她搖搖頭,依然有頭重腳輕的感覺,當然也搞不清楚自己究竟置身何處。
正當她滿腹疑惑之際,房間裡的另一扇門被開啟,只見伍旭揚腰上圍著一條浴巾,走出浴室。
水珠自他溼漉的頭髮上滴下,順著他赤裸的胸膛緩緩地滑落,他悠閒地倚著門框,宛如蓄勢待發的黑豹,極具危險性。

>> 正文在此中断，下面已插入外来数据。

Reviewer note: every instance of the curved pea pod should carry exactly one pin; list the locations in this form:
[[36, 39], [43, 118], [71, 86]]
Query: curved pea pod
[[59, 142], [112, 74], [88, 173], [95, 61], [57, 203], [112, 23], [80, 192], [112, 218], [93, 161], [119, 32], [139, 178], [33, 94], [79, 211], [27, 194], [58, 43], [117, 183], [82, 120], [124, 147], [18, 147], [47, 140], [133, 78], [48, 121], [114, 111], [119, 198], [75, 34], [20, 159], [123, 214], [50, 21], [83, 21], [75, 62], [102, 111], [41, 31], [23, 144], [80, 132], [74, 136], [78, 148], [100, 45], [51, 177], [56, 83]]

他擁有一副完美的體格:厚實的胸膛。有力的雙臂。修長結實的雙腿、寬肩窄臀……她總算明白什麼叫做“秀色可餐”。
“這麼快就醒了?”離他們到家還不到一個鐘頭。
喻海寧猛地回過神。“嗯,不好意思麻煩你,其實你可以直接送我回家的。
“你家人都不在。”他凝視著她,剛睡醒的她,臉頰酡紅,髮絲微亂,竟有種慵懶的美感。
喻海寧突然想起早上出門前老媽的交代。“哦,對,他們今天晚上正好外出訪友。真是麻煩你了,還有……謝謝你。
酒醒之後,她又恢復成他所熟悉的喻海寧。
伍旭揚僵硬地扯著嘴角。“不客氣。”
她試著下床,然而左腳落地時所傳來的劇痛讓她忍不住痛撥出聲:“啊……”
伍旭揚趨向前,蹲下身握住她的腳踝。“很痛嗎?”
沐浴後的清香撲鼻而來,令喻海寧心頭一陣怦然,望著他溼透的發,她竟有想幫他擦乾的衝動。她
搖搖頭驅走不該有的思緒。
“沒事,我想回去了。”她試著擺脫他的大手,
他手心傳來的熱度快要將她融化了。
“我換個衣服送你去醫院,腳踝已經腫起來了,你別再逞強。”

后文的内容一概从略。